Frank Gilbreth Jr. Motion Study
PHOTO: Kheel Center

Studies of how organizations work have been around pretty much since the beginning of the industrial age. Who can forget the dreaded time and motion studies that placed stopwatches on human activity with the aim of driving greater efficiencies?

Now in the digital age, that stopwatch has morphed into a digital dashboard that lets employers and staff drive even greater efficiencies by conducting forensic analyses of how they spend their time at work.

Efficiency Versus Effectiveness

Efficiency however, is only one side of the productivity equation, with effectiveness being the other. To understand the difference, think in terms of effectiveness being ‘doing the right things’ rather than efficiently ‘doing things right.'

In the past, organizational effectiveness studies have largely been limited to the use of surveys. Surveys provide a richness and breadth of responses but organizational researchers are also aware that they can only provide a snapshot of an organization at any single point in time.

Prioritizing Enterprise Social Network Tools

Being able to study organizational interactions over time plugs a huge gap in our ability to understand — and then improve — the effectiveness of organizations.

When we look at the whole landscape of tools which make up the digital workplace, we can quickly see the ones that make us more efficient and help us save time such as email, chat, file shares, etc.

Yet, when it comes to having discussions, debates and negotiations around setting priorities for what should be worked on, the enterprise social networking (ESN) tools come into their own. Often, they are the single channel which truly connects staff across the breadth of an organization.

effectiveness vs efficiency break down

Studying 57 Yammer Installations

We collected collaboration data from 57 Yammer installations over a six-month period. Yammer’s status as an industry-leading ESN tool gave us the opportunity to conduct our study over a broad number of organizations encompassing all Global Industry Classification Standard (GICS) sectors.

Measured by active participants, the average size of the organizations was 4,400 with the largest having nearly 26,000 active participants. All told, we analyzed over 250,000 participants and nearly 6 million interactions.

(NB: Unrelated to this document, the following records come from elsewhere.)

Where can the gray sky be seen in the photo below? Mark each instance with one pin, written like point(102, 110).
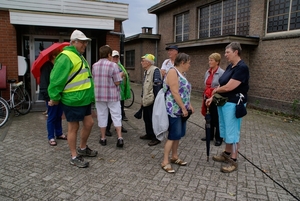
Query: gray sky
point(138, 16)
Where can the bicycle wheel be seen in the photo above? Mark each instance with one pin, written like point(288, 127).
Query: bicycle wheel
point(128, 103)
point(21, 100)
point(4, 112)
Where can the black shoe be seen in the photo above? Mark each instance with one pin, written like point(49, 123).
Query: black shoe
point(102, 142)
point(204, 139)
point(123, 130)
point(218, 143)
point(108, 133)
point(153, 142)
point(120, 142)
point(145, 137)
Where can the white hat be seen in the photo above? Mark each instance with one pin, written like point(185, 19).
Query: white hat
point(78, 35)
point(115, 53)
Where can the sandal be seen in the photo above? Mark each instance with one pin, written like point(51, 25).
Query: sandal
point(62, 137)
point(167, 168)
point(178, 162)
point(52, 142)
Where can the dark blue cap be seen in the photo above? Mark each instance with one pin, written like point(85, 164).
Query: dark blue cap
point(175, 47)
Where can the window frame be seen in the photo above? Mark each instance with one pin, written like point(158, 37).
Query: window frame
point(285, 32)
point(185, 16)
point(238, 6)
point(130, 63)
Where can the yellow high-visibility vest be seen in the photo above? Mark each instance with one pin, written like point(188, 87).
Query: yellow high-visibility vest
point(82, 80)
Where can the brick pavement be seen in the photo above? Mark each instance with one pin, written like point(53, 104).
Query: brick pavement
point(32, 170)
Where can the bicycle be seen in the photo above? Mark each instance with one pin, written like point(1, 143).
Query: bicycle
point(129, 102)
point(19, 101)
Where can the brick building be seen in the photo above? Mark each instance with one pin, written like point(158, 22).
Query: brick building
point(268, 30)
point(27, 27)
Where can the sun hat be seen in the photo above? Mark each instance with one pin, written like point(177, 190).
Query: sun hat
point(175, 47)
point(115, 53)
point(149, 57)
point(78, 35)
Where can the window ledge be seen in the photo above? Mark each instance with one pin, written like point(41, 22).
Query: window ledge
point(282, 35)
point(244, 40)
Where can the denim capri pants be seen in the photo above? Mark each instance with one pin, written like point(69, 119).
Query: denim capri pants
point(230, 126)
point(76, 113)
point(177, 128)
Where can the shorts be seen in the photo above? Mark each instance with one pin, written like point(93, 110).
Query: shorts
point(75, 114)
point(177, 128)
point(230, 126)
point(114, 108)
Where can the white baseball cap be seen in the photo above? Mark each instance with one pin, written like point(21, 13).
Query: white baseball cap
point(115, 53)
point(78, 35)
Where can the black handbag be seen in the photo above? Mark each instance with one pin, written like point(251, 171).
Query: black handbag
point(240, 109)
point(139, 113)
point(219, 100)
point(184, 119)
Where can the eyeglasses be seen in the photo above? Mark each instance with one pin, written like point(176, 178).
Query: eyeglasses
point(85, 42)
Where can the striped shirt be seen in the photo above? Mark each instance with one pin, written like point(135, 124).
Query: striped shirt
point(105, 74)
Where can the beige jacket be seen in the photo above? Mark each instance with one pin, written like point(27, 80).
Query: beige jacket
point(148, 95)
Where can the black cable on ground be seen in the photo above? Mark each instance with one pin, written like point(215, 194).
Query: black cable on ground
point(298, 199)
point(269, 176)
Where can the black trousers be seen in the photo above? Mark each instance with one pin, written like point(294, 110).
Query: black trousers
point(214, 123)
point(147, 116)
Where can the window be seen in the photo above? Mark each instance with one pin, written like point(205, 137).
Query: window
point(283, 15)
point(227, 17)
point(130, 58)
point(182, 27)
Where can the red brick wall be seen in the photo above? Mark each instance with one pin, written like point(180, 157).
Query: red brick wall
point(8, 50)
point(113, 40)
point(274, 64)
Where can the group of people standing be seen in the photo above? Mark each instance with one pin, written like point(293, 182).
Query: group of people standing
point(70, 86)
point(73, 87)
point(224, 124)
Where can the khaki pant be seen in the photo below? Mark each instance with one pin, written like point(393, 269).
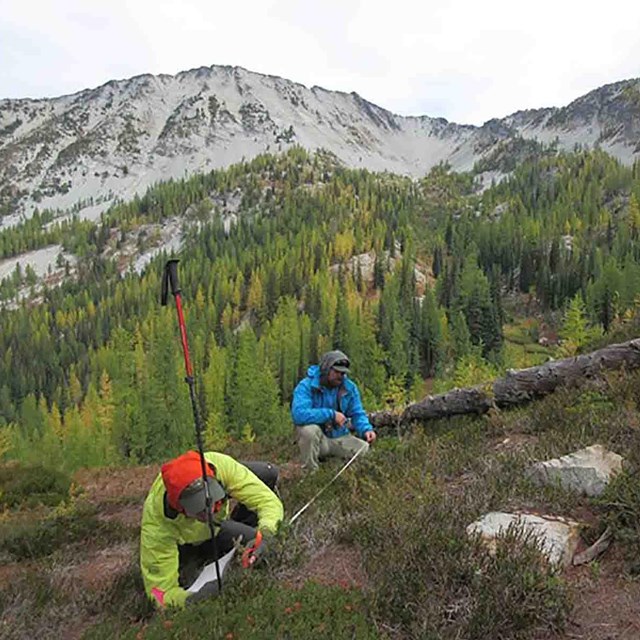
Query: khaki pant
point(314, 446)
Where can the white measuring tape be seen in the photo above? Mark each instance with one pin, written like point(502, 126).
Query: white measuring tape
point(326, 486)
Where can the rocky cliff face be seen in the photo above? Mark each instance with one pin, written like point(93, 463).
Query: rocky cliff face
point(86, 149)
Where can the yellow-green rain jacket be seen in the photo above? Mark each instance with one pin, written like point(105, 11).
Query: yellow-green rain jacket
point(161, 534)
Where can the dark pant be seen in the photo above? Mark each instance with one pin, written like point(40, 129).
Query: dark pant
point(241, 527)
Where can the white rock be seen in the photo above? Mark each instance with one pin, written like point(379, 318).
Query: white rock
point(587, 471)
point(558, 537)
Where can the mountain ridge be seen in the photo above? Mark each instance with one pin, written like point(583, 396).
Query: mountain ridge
point(90, 148)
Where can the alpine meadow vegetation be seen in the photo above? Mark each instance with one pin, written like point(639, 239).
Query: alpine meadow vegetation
point(427, 284)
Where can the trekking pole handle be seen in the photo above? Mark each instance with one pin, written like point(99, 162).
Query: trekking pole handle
point(170, 280)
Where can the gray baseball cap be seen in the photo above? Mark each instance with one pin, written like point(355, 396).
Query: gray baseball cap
point(193, 499)
point(334, 360)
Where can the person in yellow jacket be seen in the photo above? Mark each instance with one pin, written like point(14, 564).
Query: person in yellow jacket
point(174, 519)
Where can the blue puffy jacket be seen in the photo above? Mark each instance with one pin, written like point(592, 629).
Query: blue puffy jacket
point(314, 403)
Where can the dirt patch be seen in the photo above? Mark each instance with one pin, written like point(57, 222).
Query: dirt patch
point(291, 471)
point(515, 443)
point(110, 485)
point(606, 601)
point(98, 571)
point(127, 514)
point(337, 565)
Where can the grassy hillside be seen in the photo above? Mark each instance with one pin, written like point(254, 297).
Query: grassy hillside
point(382, 554)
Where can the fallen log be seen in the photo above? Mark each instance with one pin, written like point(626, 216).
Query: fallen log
point(517, 387)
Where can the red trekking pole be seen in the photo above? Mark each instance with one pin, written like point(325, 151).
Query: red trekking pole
point(170, 280)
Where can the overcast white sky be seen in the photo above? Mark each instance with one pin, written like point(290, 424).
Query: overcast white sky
point(465, 60)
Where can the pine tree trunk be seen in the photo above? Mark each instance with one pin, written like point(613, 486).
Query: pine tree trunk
point(517, 387)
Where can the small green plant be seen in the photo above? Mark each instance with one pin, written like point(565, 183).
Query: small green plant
point(32, 485)
point(256, 606)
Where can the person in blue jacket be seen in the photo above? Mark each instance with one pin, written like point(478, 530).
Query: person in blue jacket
point(326, 409)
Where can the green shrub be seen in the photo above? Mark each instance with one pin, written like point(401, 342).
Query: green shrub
point(620, 503)
point(255, 606)
point(32, 485)
point(428, 578)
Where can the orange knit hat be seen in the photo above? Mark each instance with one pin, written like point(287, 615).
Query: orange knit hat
point(179, 473)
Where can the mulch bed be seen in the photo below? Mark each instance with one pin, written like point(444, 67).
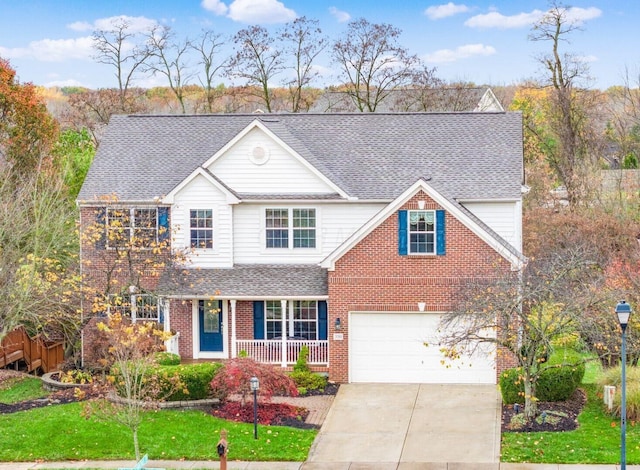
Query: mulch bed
point(552, 416)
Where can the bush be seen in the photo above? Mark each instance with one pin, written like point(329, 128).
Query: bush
point(164, 358)
point(195, 379)
point(306, 381)
point(235, 375)
point(558, 380)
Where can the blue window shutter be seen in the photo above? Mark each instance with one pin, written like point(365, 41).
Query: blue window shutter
point(258, 319)
point(101, 220)
point(322, 320)
point(163, 224)
point(440, 233)
point(403, 242)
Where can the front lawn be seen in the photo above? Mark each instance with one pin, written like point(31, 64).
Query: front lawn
point(59, 432)
point(596, 441)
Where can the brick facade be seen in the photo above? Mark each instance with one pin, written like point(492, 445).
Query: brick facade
point(373, 277)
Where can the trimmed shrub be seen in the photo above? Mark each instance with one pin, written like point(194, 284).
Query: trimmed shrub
point(559, 379)
point(306, 381)
point(194, 377)
point(164, 358)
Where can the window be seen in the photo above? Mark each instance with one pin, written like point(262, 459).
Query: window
point(201, 223)
point(422, 232)
point(283, 225)
point(136, 227)
point(143, 307)
point(305, 319)
point(273, 319)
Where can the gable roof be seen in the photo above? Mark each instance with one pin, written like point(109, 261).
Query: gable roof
point(370, 156)
point(495, 241)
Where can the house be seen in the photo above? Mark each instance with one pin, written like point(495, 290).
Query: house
point(345, 233)
point(442, 99)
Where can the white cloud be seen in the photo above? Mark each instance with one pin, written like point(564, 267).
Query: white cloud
point(498, 20)
point(341, 16)
point(52, 50)
point(260, 11)
point(136, 24)
point(437, 12)
point(461, 52)
point(494, 19)
point(579, 15)
point(215, 6)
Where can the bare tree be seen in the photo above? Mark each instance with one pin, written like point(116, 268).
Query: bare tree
point(258, 60)
point(569, 153)
point(522, 313)
point(208, 46)
point(123, 49)
point(305, 44)
point(168, 58)
point(372, 62)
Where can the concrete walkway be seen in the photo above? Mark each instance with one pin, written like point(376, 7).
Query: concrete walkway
point(382, 425)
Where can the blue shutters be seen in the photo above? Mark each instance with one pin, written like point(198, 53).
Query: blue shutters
point(322, 320)
point(403, 239)
point(101, 220)
point(440, 233)
point(258, 319)
point(163, 224)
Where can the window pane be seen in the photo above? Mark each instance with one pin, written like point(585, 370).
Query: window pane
point(277, 225)
point(201, 222)
point(421, 232)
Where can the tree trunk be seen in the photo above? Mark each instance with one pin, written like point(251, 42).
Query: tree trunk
point(530, 401)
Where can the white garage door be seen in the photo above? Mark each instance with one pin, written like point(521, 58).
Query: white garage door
point(390, 348)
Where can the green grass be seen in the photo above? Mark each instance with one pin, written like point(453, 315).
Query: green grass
point(20, 389)
point(61, 433)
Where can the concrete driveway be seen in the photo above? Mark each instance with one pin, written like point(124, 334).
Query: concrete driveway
point(406, 425)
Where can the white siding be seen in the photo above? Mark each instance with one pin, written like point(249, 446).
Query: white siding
point(335, 223)
point(282, 172)
point(201, 194)
point(503, 217)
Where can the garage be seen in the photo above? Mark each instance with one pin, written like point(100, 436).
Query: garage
point(390, 348)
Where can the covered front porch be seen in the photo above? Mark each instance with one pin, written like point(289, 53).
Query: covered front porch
point(266, 312)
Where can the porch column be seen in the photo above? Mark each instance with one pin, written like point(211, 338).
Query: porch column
point(234, 346)
point(283, 306)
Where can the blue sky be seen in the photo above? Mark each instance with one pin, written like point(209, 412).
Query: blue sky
point(48, 42)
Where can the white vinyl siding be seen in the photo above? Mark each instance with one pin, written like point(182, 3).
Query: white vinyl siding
point(281, 174)
point(201, 194)
point(502, 217)
point(334, 224)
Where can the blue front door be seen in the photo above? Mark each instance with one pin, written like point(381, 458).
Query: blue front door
point(210, 319)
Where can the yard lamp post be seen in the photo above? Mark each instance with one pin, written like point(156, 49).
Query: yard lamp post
point(255, 386)
point(623, 311)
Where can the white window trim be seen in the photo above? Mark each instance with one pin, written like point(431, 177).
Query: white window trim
point(290, 230)
point(132, 227)
point(409, 232)
point(213, 233)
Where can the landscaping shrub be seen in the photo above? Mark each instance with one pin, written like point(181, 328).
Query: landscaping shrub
point(164, 358)
point(234, 378)
point(559, 379)
point(306, 381)
point(195, 379)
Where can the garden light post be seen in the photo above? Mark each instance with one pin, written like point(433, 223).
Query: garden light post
point(255, 386)
point(623, 311)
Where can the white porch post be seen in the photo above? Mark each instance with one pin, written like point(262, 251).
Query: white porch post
point(234, 346)
point(283, 306)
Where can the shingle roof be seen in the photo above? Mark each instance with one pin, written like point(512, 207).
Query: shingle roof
point(256, 280)
point(367, 155)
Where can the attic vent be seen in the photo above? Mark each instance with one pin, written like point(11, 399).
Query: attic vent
point(259, 155)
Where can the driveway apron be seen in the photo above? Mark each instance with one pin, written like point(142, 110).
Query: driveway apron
point(412, 423)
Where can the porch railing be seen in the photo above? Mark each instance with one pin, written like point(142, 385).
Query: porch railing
point(270, 351)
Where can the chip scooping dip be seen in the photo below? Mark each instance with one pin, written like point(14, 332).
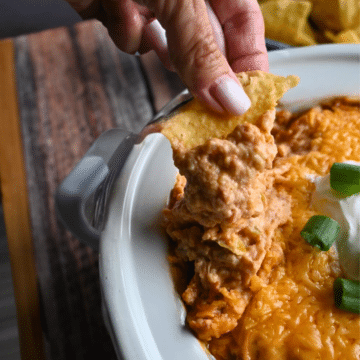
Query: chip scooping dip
point(195, 124)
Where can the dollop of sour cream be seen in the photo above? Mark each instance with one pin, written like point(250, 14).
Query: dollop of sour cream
point(346, 211)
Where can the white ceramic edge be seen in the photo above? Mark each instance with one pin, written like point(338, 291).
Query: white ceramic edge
point(137, 342)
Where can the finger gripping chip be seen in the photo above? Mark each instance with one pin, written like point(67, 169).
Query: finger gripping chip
point(194, 124)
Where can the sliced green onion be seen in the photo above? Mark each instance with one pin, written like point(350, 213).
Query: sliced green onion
point(321, 231)
point(345, 178)
point(347, 295)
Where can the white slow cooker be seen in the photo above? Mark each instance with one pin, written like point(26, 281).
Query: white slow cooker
point(144, 314)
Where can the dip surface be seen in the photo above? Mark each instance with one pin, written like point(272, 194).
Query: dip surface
point(255, 288)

Benchmarking Study Insights

Our key insights from the Swoop Analytics-sponsored 2017 Benchmarking Study were:

  • Two-way communication is a core predictor of organizational trust, and ultimately, job fulfillment. Two-way communication was the largest area of variation across the 57 organizations measured, leading us to conclude that if reciprocity is not being measured, an organization is effectively flying blind.
  • Online networks can effectively maximize both diversity and cohesion, a result we haven’t previously seen in a decade of studying offline social networks. We see the opportunity for staff to be exposed to a diversity of experiences and thought while also being highly connected on a day-to-day basis, as a true breakthrough in digitally facilitated human productivity.
The graph below shows the 57 organizations, measured for their diversity and cohesion. Overlaid on the graph are results drawn from various surveys of offline networks that we conducted over a 10-year period. The offline results showed a clear trade-off relationship between diversity and cohesion that does not exist in the online world.

organizational network performance

  • Online social networks are susceptible to key-player risk, namely overreliance on a selected few. On average, 7 percent of active users were responsible for 50 percent of the connections being made. This is substantially lower than for offline networks, making it therefore critical to manage for redundancy and succession in online groups if they are to be sustained.
  • Passive participation rates — defined as less than one activity every two weeks — is still uncomfortably high at an average of 68 percent, though down from 75 percent in 2016. Networks will always have a core of active participants and a periphery of those less active, so 100 percent active participation will never be a realistic goal. Envision understanding the balance between your active inner circle and your passive outer circle for networks as akin to balancing assets and liabilities on your balance sheet.
  • Participation rates are not a function of organizational size, with many large organizations sustaining high participation rates and vice versa. That means that, independent of your organizational size, your objective should be to create highly cohesive groups and teams that are also interconnected through network leaders.
  • We found that, even poor performing organizations usually have at least one ESN group that is operating at a mature level of collaboration. In essence, this means that organizations have the capability to improve their collaboration performance through development of their own internal benchmarking initiatives. The takeaway here is that independent of your current level of maturity with ESNs, internal and external benchmarking will be critical to your progress on the journey to business success.

ESN Performance Reflects Performance Overall

Summing up with one final prediction, an organization’s enterprise social performance will eventually become a reflection of its overall performance.